Once a month, at the same time, in the same restaurant in a suburban mall, I meet Arna and Phyllis for lunch.
I’d never have met these women were it not for the many sessions we attended together at Toronto Rehabilitation hospital, trying to come to terms with chronic pain, trying to figure out alternatives to narcotic painkillers.
The group is one of my two separate trios of “Toronto Rehab grads” . We meet regularly to support each other.
You might expect us to be miserable, and sometimes we are. But among each other, there’s no need to pretend. No need to say “I’m fine, thanks,” when you’re not. We’d see right through it.
“Seriously – how are you really feeling today?” Someone will ask, looking you straight in the eye.
And out comes the truth: “It’s been a really crappy week. The pain’s been very bad.”
But as Arna reminds us: “I might be in pain but I don’t have to BE a pain.”

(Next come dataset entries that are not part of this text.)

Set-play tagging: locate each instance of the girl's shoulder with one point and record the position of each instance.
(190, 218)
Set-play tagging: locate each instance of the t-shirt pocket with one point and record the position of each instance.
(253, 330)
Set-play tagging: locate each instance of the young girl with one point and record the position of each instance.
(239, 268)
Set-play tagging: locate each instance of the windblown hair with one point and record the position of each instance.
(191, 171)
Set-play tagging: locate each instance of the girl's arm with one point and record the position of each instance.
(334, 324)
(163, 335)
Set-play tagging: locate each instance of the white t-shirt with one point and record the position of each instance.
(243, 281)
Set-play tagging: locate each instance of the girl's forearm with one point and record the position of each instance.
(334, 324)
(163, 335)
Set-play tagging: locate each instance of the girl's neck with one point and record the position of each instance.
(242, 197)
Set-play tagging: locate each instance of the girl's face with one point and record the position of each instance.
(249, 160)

And so we laugh. Perhaps the most surprising thing is how much laughing we do. In my second trio, Penny has the talent of cracking up Joan and me with one short sentence. The woman is a born comic.
“Why don’t you write comedy?” I ask her.
“Because it’s just stuff I say,” she replies. “I don’t even know it’s funny till someone laughs.”

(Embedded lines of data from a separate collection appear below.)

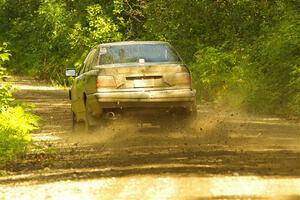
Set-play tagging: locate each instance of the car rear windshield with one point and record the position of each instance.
(137, 53)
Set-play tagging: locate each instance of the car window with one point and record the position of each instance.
(134, 52)
(91, 60)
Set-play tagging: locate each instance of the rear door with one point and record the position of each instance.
(81, 85)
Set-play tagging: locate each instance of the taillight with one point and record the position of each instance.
(183, 79)
(105, 82)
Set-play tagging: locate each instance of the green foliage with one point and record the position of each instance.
(15, 128)
(15, 123)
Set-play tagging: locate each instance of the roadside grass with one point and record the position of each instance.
(15, 131)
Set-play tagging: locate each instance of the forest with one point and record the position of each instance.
(243, 54)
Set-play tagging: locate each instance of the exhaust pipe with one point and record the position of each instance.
(110, 115)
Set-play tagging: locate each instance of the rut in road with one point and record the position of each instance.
(224, 142)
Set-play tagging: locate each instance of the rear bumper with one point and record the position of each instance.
(152, 98)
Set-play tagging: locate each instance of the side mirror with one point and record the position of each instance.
(70, 72)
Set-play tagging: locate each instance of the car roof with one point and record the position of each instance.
(131, 42)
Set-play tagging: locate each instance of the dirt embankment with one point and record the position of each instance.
(223, 143)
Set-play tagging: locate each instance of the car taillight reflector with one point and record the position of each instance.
(183, 79)
(105, 82)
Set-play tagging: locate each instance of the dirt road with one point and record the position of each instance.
(229, 155)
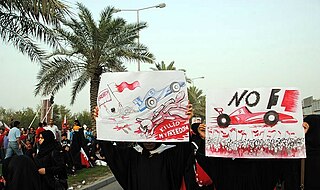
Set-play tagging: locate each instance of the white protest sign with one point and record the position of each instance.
(254, 123)
(143, 106)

We laugh at the silliest things. Maybe that’s because we give each other license to SAY the silliest things to each other. Like the day when Arna and I both noticed that Phyllis seemed unusually stressed. Turns out, she’d been struggling with pain and allergies, but Phyllis was still pushing herself hard to get certain tasks completed.

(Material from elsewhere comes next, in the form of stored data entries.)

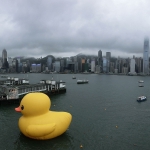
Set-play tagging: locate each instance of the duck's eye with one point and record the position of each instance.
(22, 107)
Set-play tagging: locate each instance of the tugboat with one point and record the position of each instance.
(141, 98)
(82, 81)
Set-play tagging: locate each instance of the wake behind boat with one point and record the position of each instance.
(82, 81)
(141, 81)
(141, 98)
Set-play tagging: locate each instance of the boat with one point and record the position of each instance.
(140, 85)
(141, 98)
(13, 93)
(141, 81)
(4, 76)
(82, 81)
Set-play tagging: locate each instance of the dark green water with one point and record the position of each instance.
(105, 114)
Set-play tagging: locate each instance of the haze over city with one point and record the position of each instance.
(67, 28)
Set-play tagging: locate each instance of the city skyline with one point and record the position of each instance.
(67, 28)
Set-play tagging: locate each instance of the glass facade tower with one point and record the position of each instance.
(146, 56)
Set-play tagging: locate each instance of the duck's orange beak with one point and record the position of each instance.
(18, 109)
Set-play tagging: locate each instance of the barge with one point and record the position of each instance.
(14, 93)
(82, 81)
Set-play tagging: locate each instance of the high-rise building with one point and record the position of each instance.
(4, 57)
(108, 57)
(146, 56)
(100, 60)
(132, 66)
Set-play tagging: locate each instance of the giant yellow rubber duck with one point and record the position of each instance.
(37, 121)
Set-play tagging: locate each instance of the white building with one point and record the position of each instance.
(146, 56)
(132, 66)
(93, 66)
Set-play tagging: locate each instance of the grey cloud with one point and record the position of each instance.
(71, 27)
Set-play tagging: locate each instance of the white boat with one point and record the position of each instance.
(82, 81)
(141, 81)
(141, 98)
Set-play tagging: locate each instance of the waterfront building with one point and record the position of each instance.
(146, 56)
(57, 66)
(104, 65)
(132, 66)
(49, 63)
(97, 69)
(112, 66)
(108, 57)
(62, 65)
(93, 66)
(4, 57)
(125, 70)
(100, 60)
(138, 65)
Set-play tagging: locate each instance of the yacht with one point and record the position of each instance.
(141, 98)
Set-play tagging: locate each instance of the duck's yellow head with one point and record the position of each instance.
(34, 104)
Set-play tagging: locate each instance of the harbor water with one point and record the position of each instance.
(105, 115)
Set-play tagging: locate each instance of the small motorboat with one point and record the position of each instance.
(141, 81)
(141, 98)
(82, 81)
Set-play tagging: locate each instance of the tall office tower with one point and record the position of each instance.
(100, 58)
(4, 56)
(108, 57)
(132, 66)
(146, 56)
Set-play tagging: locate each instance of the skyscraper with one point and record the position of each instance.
(108, 57)
(4, 58)
(146, 56)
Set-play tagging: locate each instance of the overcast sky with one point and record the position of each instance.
(68, 27)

“You need to rest,” Arna advised.
“I’m too tired to rest,” Phyllis promptly replied.
“You’re too tired to rest?” I asked in disbelief.
As if on cue, the three of us burst out laughing.
Chronic pain never rests. The very term “chronic” means that it’s with you all the time; only the severity fluctuates. Sunny, cool, dry days are helpful to some people. Wet, cold, humid days are agony to many. And freezing temperatures? Extreme cold does a number on both our bodies and our minds.
We learned several drug-free techniques at Toronto Rehab. Laughter is just one of them.
The act of staying in touch, and keeping these lunch appointments, are two of the tools we use to fight back against the depression that’s a travelling companion of chronic pain. And when we laugh at the ridiculous things we say on a day when even the act of walking is painful – we’re not just using one of the tools we learned – we’re also kicking chronic pain in the teeth.
Chronic pain kicks us in the butt all the time. Kicking it in the teeth once a month is the least we can do in return.
This post is dedicated to Joan, Penny, Arna and Phyllis — and to everyone who struggles with a chronic illness.